Search code examples
pythonpandascsviopyarrow

How to read a huge csv faster?


I tried using pyarrow without success. My code:

df = pd.read_csv("file.csv", engine='pyarrow')

I get this error:

"pyarrow.lib.ArrowInvalid: straddling object straddles two block boundaries (try to increase block size?)"

I cannot find any argument to change the block size. Any suggestions?


Solution

  • To set a block_size you will need to use PyArrow directly:

    from pyarrow import csv
    
    # read CSV using PyArrow with ReadOptions
    read_options = csv.ReadOptions(
        block_size=1024,  # <= define a block size here
    )
    
    table = csv.read_csv("file.csv", read_options=read_options)
    
    # convert PyArrow Table to pandas DataFrame
    df = table.to_pandas()
    

    You can also use more efficient file formats to store and load large datasets, such as:

    • Parquet: Parquet stores data column-wise rather than row-wise like CSV (useful when loading part of the columns).

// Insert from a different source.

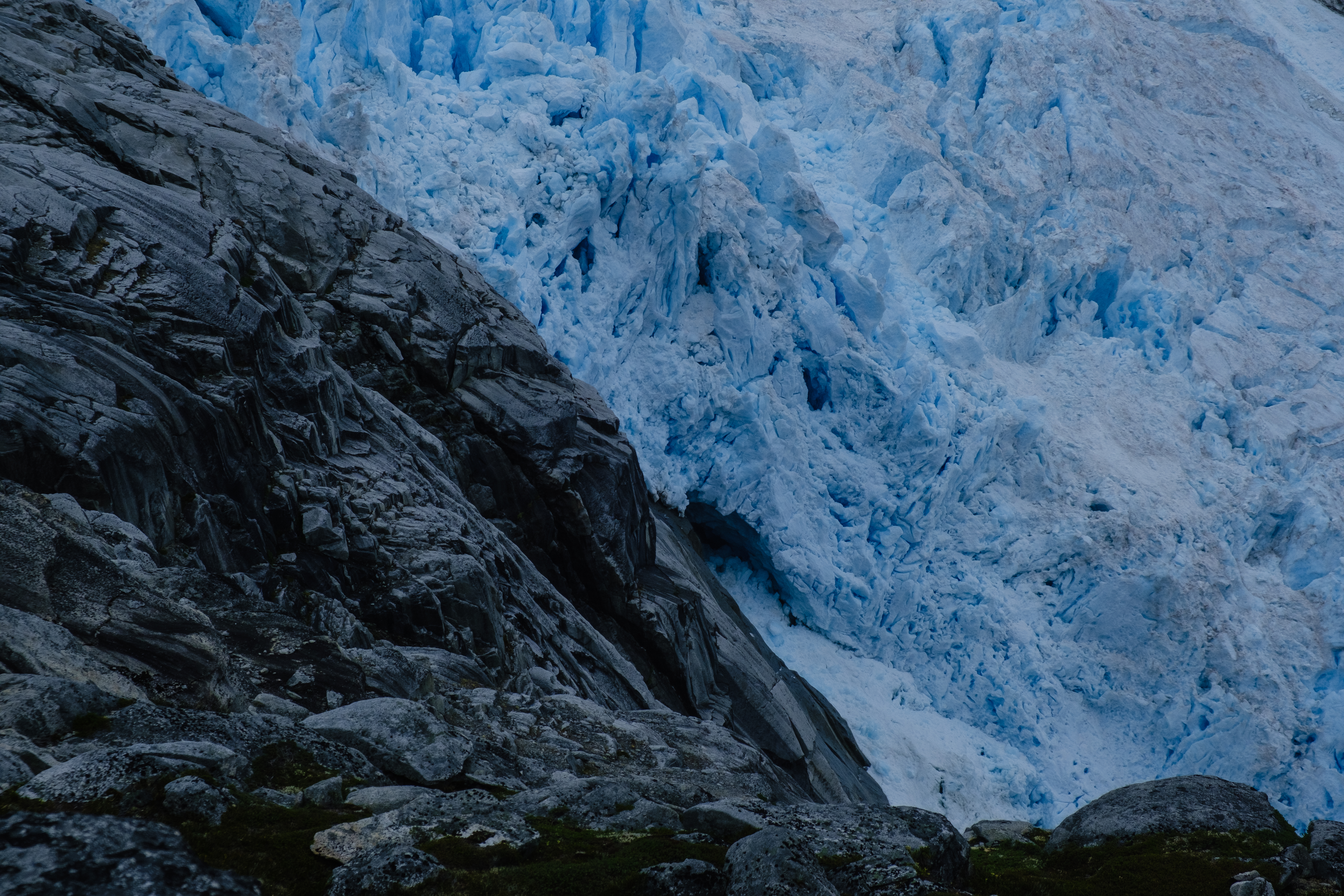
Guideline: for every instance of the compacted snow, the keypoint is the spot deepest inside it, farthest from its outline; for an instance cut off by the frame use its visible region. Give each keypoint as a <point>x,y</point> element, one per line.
<point>999,341</point>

It offers compression and efficient encoding. Pandas has methods for creating and reading Parquet files as dataframes.

    • Pickle: Pickle implements binary protocols for serializing and de-serializing a Python object structure. The files are serialized representations of Python objects and can be much smaller in size compared to text-based formats like CSV. Pandas has methods for creating and reading Pickle files as dataframes.